There is an easy way to solve this, provided your scanner can handle up to 100 channels..

Their are I believe 96 AAR channels. I have all of them programed into my scanner under their appropriate AAR channel 2-97.


----------



## TinCan782 (May 23, 2017)

In addition to any frequency listings you may have, program in all (96 in the US) AAR channels into a bank in your scanner. If the scanner channel number corresponds to the AAR channel number it makes it easier to change frequencies. Listening on the air, the train crews will refer to channel number, not the frequency itself. Another useful feature to help you locate the channel in use is to make use of you scanner's "Close Call" capability (not all scanners have this; your scanner may call it by another name).


----------



## TinCan782 (May 23, 2017)

Acela150 said:


> There is an easy way to solve this, provided your scanner can handle up to 100 channels..
> 
> Their are I believe 96 AAR channels. I have all of them programed into my scanner under their appropriate AAR channel 2-97.


Yes...didn't notice your post when I made a similiar post!


----------



## printman2000 (May 23, 2017)

Well, not too easy. I have tried scanning before and you have to happen to be scanning a channel at the exact time someone is talking on the channel you want. I have not had very good results with that in the past.


----------



## TinCan782 (May 23, 2017)

printman2000 said:


> Well, not too easy. I have tried scanning before and you have to happen to be scanning a channel at the exact time someone is talking on the channel you want. I have not had very good results with that in the past.
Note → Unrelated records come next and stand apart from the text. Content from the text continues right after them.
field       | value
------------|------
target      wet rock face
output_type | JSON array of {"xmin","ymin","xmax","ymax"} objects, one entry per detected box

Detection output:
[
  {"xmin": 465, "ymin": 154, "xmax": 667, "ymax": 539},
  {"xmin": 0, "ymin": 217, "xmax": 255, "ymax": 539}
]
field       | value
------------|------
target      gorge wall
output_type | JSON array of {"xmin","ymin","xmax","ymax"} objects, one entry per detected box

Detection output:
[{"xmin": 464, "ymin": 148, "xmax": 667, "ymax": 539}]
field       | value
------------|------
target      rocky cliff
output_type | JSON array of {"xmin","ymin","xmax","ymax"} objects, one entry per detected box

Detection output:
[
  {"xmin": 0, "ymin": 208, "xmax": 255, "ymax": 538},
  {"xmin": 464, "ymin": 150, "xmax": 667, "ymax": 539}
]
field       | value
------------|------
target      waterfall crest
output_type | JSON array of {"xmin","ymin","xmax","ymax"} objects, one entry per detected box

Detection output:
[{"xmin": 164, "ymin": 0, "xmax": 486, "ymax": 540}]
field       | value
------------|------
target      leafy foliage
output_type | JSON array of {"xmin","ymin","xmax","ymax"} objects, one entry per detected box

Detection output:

Well, if you don't stay aware of/keep up with frequency changes as they occur you don't have much choice...scan the 97 channels or make use of "Close Call"


----------



## Devil's Advocate (May 23, 2017)

FrensicPic said:


> printman2000 said:
> 
> 
> > Well, not too easy. I have tried scanning before and you have to happen to be scanning a channel at the exact time someone is talking on the channel you want. I have not had very good results with that in the past.
> ...


Scanning a few channels is fast and practical. Scanning nearly 100 channels continuously is slow enough that it's entirely possible for some or all of a transmission to get lost in the delay of trying to track everything else. In major cities scanning a hundred channels at once will often result in catching traffic on another unrelated channel that has little or nothing to do with the activity along your specific route.


----------



## TinCan782 (May 24, 2017)

Devil's Advocate said:


> FrensicPic said:
> 
> 
> > printman2000 said:
> ...


Yes, scanning that many channels you are bound to miss something. I don't do that during my train travels...once I determine the relevant active channel I stay there until a frequency change is made. Then, I move to the next channel and hold there.


----------



## Acela150 (May 24, 2017)

FrensicPic said:


> Listening on the air, the train crews will refer to channel number, not the frequency itself.


This can be a tricky area though.. For instance when I worked at NS, we used 4 main channels.. 46/46, 50/50, 58/58, and 64/64. We would refer to 46/46 as "channel one" 64/64 as "channel two" 50/50 as "channel three" and 58/58 as "channel four". That's just how things were. So for instance if we were on the Main between FALLS and NORRIS where we would go over to the yard channel if we were going in the yard we'd say something to the effect of. H83 CO to the head end switch over to channel three. That way we could shove into the yard and not have to worry about using Main Line's channel.

Another example is on the NEC. Trains will switch from 54/54 to 60/60 at the Division Post at MP 76. Most if not all of the crew's will just say something like, "Amtrak 174 let's switch channels". When I was qualifying the Harrisburg Line they change channels just west of zoo. Most of the crews would say "Amtrak 645 let's switch over to Harrisburg".

I'd be surprised if any crew members know what the actual frequency is. On the radio it shows what the AAR channel is, or at least the one I had at NS.


----------



## printman2000 (May 24, 2017)

Having the OTOL pages does help me track down channels. Especially in the morning when I have not been listening all night.

Just unsure about the Wolverine route with the change.


----------



## zephyr17 (May 24, 2017)

On the Wolverine, that depends on whether or not the dispatching changes. It doesn't have to follow ownership. If the (former) host railroad (CSX?) is still dispatching then probably not, if Amtrak takes it over, then yes, it will probably change.


----------